Khamzat Chimaev has issued a public challenge offering $200,000 to any Olympic wrestling champion who can endure a full sparring session with him. The offer appears to be both a promotional stunt and a genuine expression of Chimaev's confidence in his grappling ability. Chimaev has struggled to find high-level sparring partners and seems to be using this challenge to attract elite competition for training. The post did not specify the rules, duration, or conditions of the sparring session.
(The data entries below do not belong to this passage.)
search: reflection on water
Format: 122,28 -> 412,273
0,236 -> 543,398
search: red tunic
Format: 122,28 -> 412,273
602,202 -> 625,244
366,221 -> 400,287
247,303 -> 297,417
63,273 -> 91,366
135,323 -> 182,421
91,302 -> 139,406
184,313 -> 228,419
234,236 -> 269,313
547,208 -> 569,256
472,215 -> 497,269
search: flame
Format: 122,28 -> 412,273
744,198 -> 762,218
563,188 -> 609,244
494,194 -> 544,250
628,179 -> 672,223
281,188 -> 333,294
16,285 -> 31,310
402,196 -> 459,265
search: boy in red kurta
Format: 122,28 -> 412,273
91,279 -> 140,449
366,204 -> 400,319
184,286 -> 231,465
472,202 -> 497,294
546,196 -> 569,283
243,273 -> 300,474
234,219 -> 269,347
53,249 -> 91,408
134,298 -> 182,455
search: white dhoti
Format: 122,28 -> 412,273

This follows a pattern of bold public statements from Chimaev as he awaits his next UFC bout.
The undefeated-in-all-but-one Khamzat "Borz" Chimaev has thrown down an unusual public gauntlet, offering $200,000 to any Olympic wrestling champion who can survive a full sparring session against him.
Chimaev, ranked first in the UFC middleweight division and tenth pound-for-pound, made the challenge through a public post that left the specific rules, duration, and conditions of the session undefined. The offer reads as part promotional spectacle, part genuine recruitment effort — Chimaev has reportedly struggled to find sparring partners capable of matching his level, and the challenge appears designed to lure elite grapplers into his training camp at Allstars Training Center.

The 32-year-old from the United Arab Emirates carries a 15-1 professional record and backs up his confidence in the gym with statistics that are difficult to argue with. He lands 5.29 takedowns per fifteen minutes, attempts 1.8 submissions in the same window, and connects on 60 percent of his significant strikes at a rate of 4.04 per minute — numbers that place him among the most complete and efficient fighters in the sport.
Why it matters
- Chimaev is the top-ranked middleweight contender and a title shot remains the logical next step for his career, making his training preparation a genuine storyline.
- The challenge underscores a real problem for elite fighters: finding sparring partners with the wrestling pedigree to push them in the room.
- A six-foot-two frame with a 75-inch reach gives Chimaev physical advantages that make the offer less straightforward than it might appear to an Olympic-level wrestler.
- No UFC opponent or official fight date has been tied to this announcement, keeping it firmly in the realm of pre-fight camp activity rather than fight week buildup.